Dermatitis

Is this perioral rash related to this girl's atopic dermatitis?

REBECCA BARRETT, DO, and KIRK H. WAIBEL, MD

Dr Barrett is a first-year medicine resident and Dr Waibel is an allergist/immunologist at San Antonio Military Medical Center, Fort Sam Houston, Texas.

The opinions or assertions herein are the private views of the authors and are not to be construed as reflecting the views of the Department of the Army, the Department of the Air Force, or the Department of Defense.

Kirk Barber, MD, FRCPC––Series Editor:Dr Barber is a consultant dermatologist at Alberta Children’s Hospital and clinical asso-ciate professor of medicine and community health sciences at the University of Calgary in Alberta.

 

CASE: A 9-year-old girl with a history of atopic dermatitis and allergic rhinitis presented to our clinic with a one-month history of worsening perioral rash. The child was otherwise healthy, and she denied having had similar symptoms in the past. Treatment with over-the-counter moisturizers, barrier lotions, and hydrocortisone had only marginally improved the rash.

lip-licker’s dermatitis

What is the cause of this patient’s condition?

(Answer and discussion on next page.)

 

ANSWER: This case demonstrates the classic presentation of irritant dermatitis—
specifically, lip-licker’s dermatitis.

Irritant contact dermatitis occurs secondary to the direct action of contacting substances such as soap, detergent, or, as with our case, saliva. Lip-licker’s dermatitis most commonly is seen in children who habitually lick their lips and who have a history of atopy or another cause of skin-barrier dysfunction. In lip-licker’s dermatitis, repetitive exposure to saliva removes the skin’s protective oils secreted by sebaceous glands and results in a characteristic perioral, inflammatory, eczematous rash that often involves the vermilion border. In severe cases, persistent lip licking may result in hyperpigmentation, scarring, or both in the affected area. The diagnosis is clinical, based on the patient’s history and presentation and, therefore, does not require biopsy or culture testing.

lip-licker’s dermatitis

The differential diagnosis includes perioral dermatitis, allergic contact dermatitis, tinea faciei, impetigo, herpes simplex, and angular cheilitis. Perioral dermatitis, which also is often seen in patients with atopic dermatitis, is characterized by discrete inflammatory papules, pustules, or both that overly an erythematous base. Perioral dermatitis can occur in a perinasal, infraorbital, or perioral distribution, but it spares the vermilion border.

Allergic contact dermatitis is a pruritic, erythematous, and scaly condition of the skin that occurs in any area that demonstrates an inflammatory response to protein allergens or haptens. Allergy patch testing can be used in the diagnostic workup of suspected allergic contact dermatitis. Tinea faciei, more commonly known as ringworm, is a fungal skin infection characterized by pruritic, annular, erythematous, and well-demarcated lesions.
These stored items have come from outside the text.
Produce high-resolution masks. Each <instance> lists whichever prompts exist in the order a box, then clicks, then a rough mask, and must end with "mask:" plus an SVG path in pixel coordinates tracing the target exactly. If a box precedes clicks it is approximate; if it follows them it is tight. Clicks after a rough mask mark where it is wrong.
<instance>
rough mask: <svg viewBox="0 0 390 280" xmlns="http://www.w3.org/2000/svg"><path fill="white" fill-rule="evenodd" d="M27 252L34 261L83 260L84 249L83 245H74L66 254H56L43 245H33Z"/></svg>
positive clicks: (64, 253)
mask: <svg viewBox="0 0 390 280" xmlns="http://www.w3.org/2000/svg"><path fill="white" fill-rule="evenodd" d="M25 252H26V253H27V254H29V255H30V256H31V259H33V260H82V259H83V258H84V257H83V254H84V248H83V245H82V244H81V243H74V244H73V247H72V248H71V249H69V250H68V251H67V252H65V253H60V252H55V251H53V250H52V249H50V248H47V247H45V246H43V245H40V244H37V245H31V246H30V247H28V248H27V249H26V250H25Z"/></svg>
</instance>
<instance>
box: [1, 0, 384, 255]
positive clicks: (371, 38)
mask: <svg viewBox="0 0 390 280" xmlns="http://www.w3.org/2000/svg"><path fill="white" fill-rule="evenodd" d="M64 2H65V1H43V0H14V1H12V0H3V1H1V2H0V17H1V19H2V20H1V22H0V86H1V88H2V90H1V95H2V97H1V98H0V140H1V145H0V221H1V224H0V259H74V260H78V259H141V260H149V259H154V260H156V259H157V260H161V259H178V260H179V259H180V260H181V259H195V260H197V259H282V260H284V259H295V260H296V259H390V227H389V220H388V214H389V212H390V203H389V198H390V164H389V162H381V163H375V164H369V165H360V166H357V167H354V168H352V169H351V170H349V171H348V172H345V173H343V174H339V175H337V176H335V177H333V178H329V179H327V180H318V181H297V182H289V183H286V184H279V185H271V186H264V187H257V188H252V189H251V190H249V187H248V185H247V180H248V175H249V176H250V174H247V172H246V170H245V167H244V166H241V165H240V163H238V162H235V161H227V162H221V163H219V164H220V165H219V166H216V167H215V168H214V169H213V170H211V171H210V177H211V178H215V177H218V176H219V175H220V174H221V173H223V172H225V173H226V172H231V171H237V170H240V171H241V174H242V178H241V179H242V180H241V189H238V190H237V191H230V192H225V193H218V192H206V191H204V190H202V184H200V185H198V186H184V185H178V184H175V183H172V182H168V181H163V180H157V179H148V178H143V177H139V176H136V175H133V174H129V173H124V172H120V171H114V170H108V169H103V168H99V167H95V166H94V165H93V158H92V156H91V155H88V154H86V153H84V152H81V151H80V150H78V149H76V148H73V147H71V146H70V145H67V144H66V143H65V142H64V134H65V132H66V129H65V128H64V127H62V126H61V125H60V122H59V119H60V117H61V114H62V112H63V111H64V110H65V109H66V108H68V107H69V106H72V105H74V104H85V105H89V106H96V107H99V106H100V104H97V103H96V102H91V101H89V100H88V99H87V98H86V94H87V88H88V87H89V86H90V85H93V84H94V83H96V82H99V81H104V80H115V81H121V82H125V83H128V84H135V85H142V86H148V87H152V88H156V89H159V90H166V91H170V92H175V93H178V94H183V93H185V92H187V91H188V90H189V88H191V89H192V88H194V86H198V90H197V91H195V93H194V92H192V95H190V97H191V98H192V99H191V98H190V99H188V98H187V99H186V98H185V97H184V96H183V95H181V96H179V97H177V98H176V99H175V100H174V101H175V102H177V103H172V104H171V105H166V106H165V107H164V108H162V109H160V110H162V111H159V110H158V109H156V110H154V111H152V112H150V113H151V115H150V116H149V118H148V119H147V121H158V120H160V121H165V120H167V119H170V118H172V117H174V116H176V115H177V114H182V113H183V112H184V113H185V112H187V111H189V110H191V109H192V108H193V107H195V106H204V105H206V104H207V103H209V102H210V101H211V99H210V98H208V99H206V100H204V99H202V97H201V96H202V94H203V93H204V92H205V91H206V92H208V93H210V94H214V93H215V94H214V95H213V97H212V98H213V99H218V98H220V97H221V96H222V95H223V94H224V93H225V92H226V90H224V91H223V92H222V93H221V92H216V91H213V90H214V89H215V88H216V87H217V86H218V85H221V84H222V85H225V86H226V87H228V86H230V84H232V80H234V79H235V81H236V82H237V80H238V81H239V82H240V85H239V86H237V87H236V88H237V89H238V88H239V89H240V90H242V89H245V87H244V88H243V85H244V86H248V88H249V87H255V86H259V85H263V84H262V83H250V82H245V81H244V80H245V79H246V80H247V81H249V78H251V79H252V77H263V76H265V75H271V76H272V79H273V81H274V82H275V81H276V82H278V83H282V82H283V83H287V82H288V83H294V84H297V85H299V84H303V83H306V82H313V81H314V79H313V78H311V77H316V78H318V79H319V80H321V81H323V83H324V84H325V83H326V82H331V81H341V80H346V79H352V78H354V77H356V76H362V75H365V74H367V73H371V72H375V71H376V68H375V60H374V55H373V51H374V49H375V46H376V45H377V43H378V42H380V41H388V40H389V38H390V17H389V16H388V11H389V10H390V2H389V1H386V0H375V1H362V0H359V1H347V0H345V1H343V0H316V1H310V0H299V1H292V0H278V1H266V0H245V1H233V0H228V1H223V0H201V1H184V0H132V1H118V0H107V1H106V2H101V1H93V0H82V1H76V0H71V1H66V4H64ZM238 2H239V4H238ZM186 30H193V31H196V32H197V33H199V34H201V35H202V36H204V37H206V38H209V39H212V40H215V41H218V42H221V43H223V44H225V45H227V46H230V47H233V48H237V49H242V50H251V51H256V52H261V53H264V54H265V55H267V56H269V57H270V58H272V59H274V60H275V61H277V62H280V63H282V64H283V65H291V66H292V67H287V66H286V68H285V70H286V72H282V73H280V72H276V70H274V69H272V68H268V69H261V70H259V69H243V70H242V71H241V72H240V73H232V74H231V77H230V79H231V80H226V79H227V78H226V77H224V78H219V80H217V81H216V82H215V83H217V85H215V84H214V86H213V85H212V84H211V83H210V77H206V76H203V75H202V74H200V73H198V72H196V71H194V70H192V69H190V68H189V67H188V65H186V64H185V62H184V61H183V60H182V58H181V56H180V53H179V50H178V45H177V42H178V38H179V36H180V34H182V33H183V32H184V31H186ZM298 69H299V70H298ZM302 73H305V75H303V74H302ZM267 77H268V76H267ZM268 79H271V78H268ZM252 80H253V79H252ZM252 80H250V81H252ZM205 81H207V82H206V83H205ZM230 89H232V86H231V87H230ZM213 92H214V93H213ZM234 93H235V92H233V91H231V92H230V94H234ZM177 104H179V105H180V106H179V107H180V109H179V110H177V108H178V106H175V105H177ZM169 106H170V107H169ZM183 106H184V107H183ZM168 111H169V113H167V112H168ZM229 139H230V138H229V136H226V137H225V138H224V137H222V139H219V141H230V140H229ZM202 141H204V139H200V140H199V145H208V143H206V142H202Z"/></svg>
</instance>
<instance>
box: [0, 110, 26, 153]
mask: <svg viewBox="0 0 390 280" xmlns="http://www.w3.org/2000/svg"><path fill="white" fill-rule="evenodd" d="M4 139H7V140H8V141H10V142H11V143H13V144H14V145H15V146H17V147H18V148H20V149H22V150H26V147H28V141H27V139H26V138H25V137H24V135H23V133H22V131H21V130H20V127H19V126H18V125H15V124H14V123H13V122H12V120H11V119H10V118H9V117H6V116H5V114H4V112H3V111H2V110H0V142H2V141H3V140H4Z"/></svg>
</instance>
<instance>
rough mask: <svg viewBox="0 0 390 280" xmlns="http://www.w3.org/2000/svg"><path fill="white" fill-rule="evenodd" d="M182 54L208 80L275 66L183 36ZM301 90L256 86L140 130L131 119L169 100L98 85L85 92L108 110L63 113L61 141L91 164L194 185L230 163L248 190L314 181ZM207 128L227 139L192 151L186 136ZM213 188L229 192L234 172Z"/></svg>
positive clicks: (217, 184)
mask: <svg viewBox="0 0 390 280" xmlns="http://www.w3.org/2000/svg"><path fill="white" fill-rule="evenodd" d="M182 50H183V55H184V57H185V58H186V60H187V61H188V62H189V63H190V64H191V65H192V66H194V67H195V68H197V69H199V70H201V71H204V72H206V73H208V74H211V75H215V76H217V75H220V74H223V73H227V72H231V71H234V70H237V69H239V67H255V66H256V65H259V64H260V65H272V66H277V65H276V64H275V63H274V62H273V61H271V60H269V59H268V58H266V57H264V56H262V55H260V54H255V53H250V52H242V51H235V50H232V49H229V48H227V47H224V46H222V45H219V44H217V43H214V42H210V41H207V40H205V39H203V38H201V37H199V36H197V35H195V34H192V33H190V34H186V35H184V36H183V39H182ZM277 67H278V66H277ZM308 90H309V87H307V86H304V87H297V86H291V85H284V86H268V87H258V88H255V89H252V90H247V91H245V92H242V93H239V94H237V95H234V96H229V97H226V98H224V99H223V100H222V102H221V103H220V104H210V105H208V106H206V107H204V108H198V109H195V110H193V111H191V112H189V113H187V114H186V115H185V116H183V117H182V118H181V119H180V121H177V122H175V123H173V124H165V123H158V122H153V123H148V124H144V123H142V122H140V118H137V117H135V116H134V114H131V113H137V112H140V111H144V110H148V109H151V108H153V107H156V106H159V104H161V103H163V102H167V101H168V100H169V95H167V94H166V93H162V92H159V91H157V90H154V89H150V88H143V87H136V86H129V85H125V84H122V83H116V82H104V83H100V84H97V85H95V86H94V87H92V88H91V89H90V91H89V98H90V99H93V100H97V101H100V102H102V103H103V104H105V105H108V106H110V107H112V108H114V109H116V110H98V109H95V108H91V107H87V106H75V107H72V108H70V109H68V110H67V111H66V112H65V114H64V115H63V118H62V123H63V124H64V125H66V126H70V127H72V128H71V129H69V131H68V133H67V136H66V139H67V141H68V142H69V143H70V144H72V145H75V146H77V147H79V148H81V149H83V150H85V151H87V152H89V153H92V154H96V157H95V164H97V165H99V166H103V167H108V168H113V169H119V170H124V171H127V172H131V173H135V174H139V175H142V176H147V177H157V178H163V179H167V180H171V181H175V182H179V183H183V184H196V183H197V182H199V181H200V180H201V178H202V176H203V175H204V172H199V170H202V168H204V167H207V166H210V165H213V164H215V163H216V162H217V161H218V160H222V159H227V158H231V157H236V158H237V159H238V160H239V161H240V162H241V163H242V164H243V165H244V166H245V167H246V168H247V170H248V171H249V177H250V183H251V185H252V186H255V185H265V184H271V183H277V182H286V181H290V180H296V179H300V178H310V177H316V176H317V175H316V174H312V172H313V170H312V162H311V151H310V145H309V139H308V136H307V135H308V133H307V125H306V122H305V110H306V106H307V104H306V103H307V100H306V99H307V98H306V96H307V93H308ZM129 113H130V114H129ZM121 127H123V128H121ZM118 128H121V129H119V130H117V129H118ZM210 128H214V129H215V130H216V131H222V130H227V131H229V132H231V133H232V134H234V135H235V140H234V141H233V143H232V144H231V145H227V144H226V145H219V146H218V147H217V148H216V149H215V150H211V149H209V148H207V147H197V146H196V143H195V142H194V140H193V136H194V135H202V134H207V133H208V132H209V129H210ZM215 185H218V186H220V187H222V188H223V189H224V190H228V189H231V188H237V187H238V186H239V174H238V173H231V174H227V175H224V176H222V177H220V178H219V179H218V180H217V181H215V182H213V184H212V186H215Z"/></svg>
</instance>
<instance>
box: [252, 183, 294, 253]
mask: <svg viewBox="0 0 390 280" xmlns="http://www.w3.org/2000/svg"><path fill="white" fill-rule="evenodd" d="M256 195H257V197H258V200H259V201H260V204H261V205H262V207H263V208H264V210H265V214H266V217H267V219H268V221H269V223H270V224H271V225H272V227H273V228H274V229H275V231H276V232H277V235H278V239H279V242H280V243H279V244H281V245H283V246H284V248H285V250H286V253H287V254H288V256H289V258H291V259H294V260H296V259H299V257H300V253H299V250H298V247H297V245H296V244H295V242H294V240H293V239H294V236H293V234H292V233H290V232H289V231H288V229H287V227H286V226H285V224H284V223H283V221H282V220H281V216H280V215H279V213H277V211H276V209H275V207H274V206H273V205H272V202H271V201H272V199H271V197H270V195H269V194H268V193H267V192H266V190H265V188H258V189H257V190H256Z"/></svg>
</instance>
Impetigo, a superficial skin infection most commonly caused by Staphylococcus aureus and sometimes caused by group A β-hemolytic streptococci, is characterized by honey-colored, crusted lesions. Infection with herpesvirus most notably causes grouped vesicular lesions in the lips. Angular cheilitis occurs secondary to infection with Candida albicans or staphylococci, nutritional deficiency, or celiac disease. It is characterized by fissures and erythema at the corners of the mouth and is aggravated by lip licking.

Lip-licker’s dermatitis is a self-limited condition that resolves with avoidance of lip licking. Emollients can be used to lubricate the affected skin and to protect the skin barrier. In more severe cases, application of topical corticosteroids, such as 1% hydrocortisone ointment, may be useful to decrease local inflammation.

In our case, the parents’ consistent application of a barrier lubricant to the affected area, coupled with their having emphasized a “no licking” policy with their daughter, resulted in complete resolution of symptoms. Interestingly, during the next 6 months, various social and academic stressors triggered similar symptoms in the girl, with resolution of the condition after the stressor had ended.